Wednesday, February 06, 2008
I didn't know Roger (alternately rederenced as Robert) Testu, a French cartoonist who passed away last week. But as soon as I saw "Tetsu," at Tom Spurgeon's Comics Reporter obituary, I knew his cartoon work.
In the corner of most all of his cartoons, was a neat, cursive "Tetsu" signature.
The bulk of the cartoons that I've seen by Tetsu are from the above slim Ace paperback titled FRENCH POSTCARDS, copyright 1954 Avon Publications, Inc. (The cover is by another cartoonist, "Bil.")
Born in Bourges, a year before the start of the Great War, Robert (some sources say "Roger") Tetsu was a painter until the 1950s, when he began to cartoon.
I have less than a dozen of his cartoons, but I remember his distinctive treatment of form and posture.
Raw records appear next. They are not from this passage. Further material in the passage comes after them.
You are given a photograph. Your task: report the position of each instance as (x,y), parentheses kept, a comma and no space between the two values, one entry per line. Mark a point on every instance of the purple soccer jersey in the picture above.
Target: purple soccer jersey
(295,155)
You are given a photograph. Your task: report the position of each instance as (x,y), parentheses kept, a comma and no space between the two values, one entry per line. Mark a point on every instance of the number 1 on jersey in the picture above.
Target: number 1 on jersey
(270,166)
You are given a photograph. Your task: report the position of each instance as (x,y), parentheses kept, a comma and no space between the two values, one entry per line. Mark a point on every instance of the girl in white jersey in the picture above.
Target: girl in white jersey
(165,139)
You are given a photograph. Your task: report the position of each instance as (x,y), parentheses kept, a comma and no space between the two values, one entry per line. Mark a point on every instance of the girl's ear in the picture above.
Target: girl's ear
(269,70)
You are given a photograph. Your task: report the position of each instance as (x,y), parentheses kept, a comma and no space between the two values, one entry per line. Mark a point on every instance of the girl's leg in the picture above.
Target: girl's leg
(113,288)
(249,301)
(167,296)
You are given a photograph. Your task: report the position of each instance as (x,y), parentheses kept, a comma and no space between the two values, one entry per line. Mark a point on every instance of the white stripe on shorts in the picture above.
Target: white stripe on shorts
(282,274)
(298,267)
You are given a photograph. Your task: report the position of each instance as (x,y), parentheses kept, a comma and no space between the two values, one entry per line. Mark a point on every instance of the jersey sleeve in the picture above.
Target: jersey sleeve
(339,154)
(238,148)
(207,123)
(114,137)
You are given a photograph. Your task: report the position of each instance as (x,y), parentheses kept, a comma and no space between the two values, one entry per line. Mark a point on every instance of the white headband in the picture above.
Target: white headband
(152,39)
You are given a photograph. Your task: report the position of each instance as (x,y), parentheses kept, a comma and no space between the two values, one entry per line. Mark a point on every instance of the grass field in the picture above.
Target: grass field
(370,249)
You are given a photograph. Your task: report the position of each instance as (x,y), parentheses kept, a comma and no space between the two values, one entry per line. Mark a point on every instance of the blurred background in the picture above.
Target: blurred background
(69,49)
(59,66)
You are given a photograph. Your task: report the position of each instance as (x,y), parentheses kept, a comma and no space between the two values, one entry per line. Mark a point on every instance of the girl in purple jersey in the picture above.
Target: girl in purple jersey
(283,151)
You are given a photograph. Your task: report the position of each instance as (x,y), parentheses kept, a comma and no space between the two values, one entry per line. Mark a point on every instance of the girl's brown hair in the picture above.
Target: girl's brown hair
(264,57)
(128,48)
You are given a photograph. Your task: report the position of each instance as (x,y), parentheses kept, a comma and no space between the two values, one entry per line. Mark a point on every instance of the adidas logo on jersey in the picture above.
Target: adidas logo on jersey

The stance in the above cartoon is just right to convey what our deep sea diver is up to. It's touches like this, combined with his depiction of "saucy antics ... from the country that made you-know-what famous" (that's actual back cover copy from this paperback book) that made Tetsu a cartoonist who sold well.
Hats add so much to a drawing. I wish people wore more hats.
His cartoon work appeared in Paris Match, and Sunday Here Paris. This meant that his cartoons were coming into the average 1950s Parisian home every week.
The put-upon slouch of the goldfish-buyer adds to the gag.
What surprises me personally is that I know his work from just a handful of his cartoons from an obscure American paperback. I wish I had some more to share.
A big tip of the hat to Dirk Deppey's Journalista!, where I first heard of Tetsu's passing. And Dirk further lets us know that "his work was also compiled in at least two cartoon albums, La Vie est Belle and La Vie à Deux."